If I have KBs of data every few seconds, is using Kinesis Firehose with a Lambda function to perform a transformation and using Redshift as the target necessarily better than just doing the same except with S3 instead of Kinesis? I know Kinesis is intended for real-time processing but is there actually a benefit to using it rather than just using S3 and having files dropped into S3 trigger a lambda function for processing and storing into Redshift? They seem equivalent other than that Kinesis is associated with real-time processing while S3 is not.

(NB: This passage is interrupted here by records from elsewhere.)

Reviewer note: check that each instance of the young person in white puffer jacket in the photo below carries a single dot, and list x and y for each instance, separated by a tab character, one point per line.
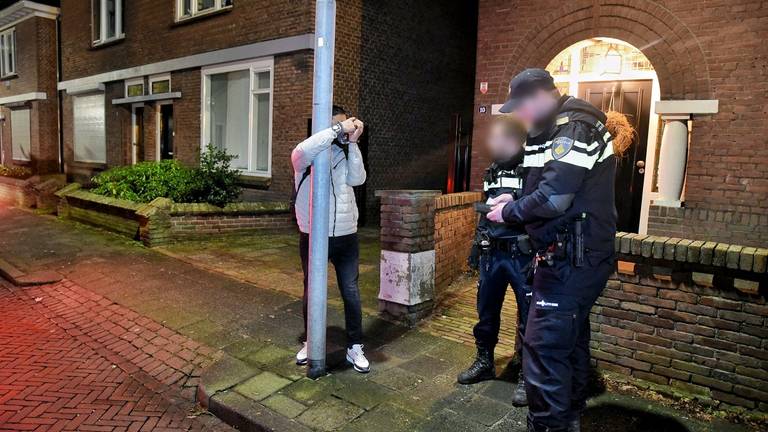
347	171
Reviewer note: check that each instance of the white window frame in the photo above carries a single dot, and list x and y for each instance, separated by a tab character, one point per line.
155	78
195	12
102	38
135	81
103	134
8	57
28	127
254	67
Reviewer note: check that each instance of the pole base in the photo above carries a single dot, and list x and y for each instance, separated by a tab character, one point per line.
315	369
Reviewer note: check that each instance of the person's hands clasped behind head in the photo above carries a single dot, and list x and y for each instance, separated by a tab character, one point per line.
505	142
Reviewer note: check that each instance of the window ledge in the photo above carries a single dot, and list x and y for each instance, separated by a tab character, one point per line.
110	42
255	180
200	16
93	165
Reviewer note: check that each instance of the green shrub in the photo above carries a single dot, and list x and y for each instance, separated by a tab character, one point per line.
146	181
218	181
15	172
214	182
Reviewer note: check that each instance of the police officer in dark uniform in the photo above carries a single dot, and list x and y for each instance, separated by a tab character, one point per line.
502	252
568	209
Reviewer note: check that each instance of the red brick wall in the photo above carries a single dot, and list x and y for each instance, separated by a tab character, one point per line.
192	227
416	69
712	50
36	72
455	221
152	35
16	192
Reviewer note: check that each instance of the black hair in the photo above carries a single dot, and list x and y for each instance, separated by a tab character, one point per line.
337	109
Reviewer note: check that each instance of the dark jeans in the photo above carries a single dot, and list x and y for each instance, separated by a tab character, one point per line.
556	349
344	254
498	270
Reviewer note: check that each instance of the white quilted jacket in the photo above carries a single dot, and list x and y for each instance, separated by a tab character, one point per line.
346	173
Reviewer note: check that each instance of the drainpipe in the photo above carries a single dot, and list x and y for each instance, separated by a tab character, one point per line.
60	94
325	23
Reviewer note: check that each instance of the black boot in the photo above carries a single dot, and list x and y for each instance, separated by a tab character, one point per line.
519	397
481	370
574	426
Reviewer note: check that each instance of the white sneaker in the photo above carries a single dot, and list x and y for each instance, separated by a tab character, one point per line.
301	356
357	358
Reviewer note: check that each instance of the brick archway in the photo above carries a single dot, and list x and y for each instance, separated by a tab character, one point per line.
671	47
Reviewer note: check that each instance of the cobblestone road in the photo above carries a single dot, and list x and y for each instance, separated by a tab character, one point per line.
71	360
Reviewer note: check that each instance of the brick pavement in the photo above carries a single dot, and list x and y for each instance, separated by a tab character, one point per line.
259	328
72	360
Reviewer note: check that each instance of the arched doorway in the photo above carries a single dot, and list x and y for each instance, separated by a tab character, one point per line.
614	75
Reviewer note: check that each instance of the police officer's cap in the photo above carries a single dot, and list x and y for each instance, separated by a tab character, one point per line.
525	84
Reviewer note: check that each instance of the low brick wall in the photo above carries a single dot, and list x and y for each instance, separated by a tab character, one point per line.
690	317
455	221
35	192
162	221
198	221
15	192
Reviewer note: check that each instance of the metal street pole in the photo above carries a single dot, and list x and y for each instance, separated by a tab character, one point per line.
325	28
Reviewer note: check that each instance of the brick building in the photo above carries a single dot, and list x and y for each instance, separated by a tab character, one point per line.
150	80
674	66
28	98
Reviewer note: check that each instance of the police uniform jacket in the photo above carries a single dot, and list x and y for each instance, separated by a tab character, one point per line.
570	171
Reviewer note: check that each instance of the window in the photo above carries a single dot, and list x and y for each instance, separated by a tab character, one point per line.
134	87
160	84
237	108
20	134
90	141
190	8
107	17
8	53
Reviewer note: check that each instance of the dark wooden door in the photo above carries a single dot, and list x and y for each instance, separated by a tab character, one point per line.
632	98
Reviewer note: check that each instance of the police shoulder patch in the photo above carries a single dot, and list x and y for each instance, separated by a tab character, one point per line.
561	146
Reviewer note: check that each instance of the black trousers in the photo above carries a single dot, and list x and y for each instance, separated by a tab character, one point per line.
556	359
344	254
499	270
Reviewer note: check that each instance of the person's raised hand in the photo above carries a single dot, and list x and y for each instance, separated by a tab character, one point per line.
348	125
358	131
503	198
496	213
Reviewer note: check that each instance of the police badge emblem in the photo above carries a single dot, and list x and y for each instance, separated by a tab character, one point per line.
561	146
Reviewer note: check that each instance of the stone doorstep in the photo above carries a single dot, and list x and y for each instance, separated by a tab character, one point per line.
20	278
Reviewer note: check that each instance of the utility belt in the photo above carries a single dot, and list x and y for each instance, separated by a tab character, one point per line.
568	245
518	245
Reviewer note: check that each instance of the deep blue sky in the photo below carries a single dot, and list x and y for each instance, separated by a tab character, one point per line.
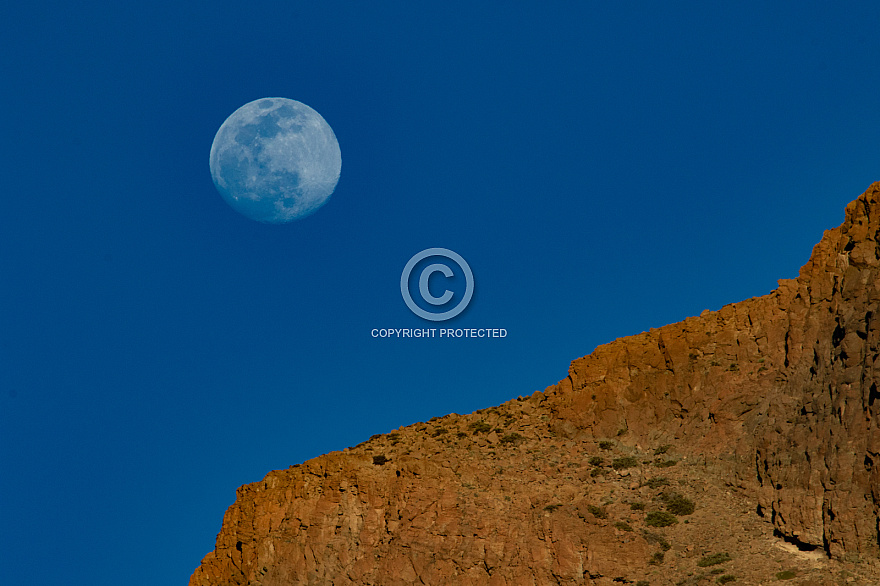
603	170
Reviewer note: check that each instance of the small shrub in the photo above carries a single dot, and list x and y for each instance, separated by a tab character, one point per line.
598	512
677	504
623	463
656	482
660	519
714	559
480	427
511	438
657	539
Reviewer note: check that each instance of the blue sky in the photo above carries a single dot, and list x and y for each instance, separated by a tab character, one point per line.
603	170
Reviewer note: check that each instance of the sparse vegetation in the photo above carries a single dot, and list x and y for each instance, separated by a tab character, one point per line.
660	519
656	482
480	427
665	463
511	438
714	559
598	512
623	463
677	504
657	539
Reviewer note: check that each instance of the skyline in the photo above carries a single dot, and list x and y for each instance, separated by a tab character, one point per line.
602	170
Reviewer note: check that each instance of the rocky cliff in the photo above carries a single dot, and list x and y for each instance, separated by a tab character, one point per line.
749	434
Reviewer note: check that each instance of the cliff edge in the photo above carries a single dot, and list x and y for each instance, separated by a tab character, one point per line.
743	431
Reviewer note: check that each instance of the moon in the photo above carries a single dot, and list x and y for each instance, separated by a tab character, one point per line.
275	160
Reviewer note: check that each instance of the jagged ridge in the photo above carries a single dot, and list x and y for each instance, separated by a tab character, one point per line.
774	396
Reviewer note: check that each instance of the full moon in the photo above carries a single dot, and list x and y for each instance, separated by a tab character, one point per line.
275	160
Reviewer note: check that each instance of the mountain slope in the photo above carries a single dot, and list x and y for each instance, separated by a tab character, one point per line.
762	415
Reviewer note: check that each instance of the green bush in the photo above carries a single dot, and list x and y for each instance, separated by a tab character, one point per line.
480	427
714	559
656	482
656	559
657	539
660	519
677	504
511	438
623	463
598	512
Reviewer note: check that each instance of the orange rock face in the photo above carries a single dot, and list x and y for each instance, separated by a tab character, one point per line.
765	411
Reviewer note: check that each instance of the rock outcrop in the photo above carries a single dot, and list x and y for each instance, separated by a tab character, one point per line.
763	413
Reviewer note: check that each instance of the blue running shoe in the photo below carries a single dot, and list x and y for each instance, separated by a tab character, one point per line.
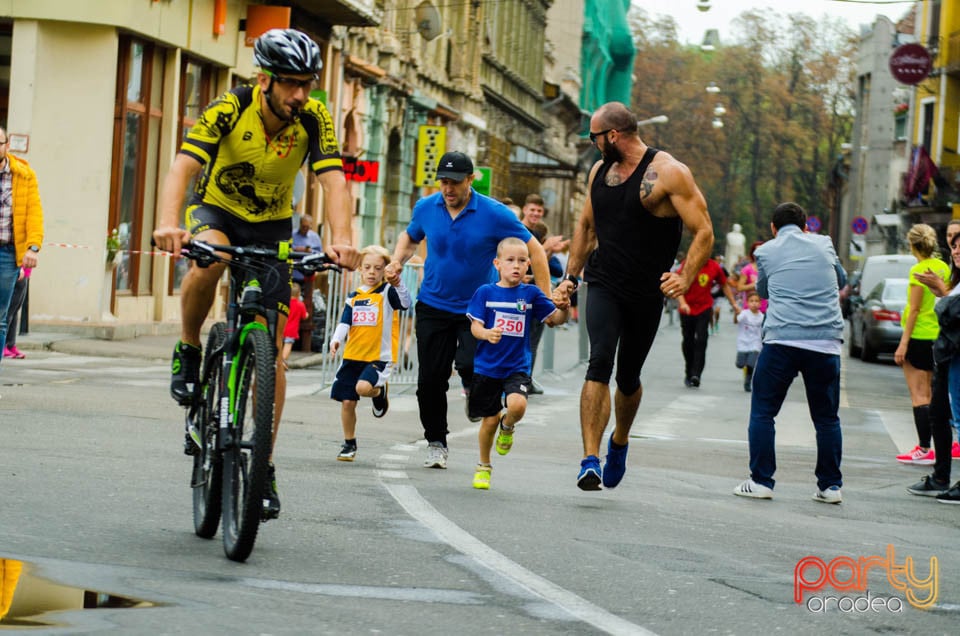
589	478
616	465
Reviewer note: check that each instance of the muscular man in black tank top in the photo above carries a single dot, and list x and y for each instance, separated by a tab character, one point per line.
638	202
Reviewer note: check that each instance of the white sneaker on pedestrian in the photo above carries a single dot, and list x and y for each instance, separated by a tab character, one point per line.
752	489
830	495
436	456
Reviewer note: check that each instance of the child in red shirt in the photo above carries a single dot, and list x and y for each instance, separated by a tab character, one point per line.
298	311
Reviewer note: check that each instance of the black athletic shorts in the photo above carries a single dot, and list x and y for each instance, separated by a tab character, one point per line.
920	354
275	283
486	393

CodePudding user response:
Amazon Kinesis Data Firehose can combine streams of data into fewer, larger objects in Amazon S3 based on size or time. This makes it easier to store in S3 and load into Redshift.
Amazon Redshift performs poorly if you are continually using INSERT
on a few rows of data, compared to using COPY
on a larger set of data (which allows parallel loading too).
Amazon Kinesis Firehose will take care of the full process of receiving data through to inserting it into Redshift. If you want to do it yourself, you'll presumably trigger an AWS Lambda function for each object and you'll need to write code to insert it into Redshift and handle errors. It's really a matter of balancing cost against convenience.
CodePudding user response:
The biggest thing Kinesis Firehose is the Firehose functionality. This part bundles up the Kinesis events into S3 files of reasonably size. Loading many small files into Redshift can be very inefficient. So your Lambda process will also need to bundle into Redshift loadable files significant size.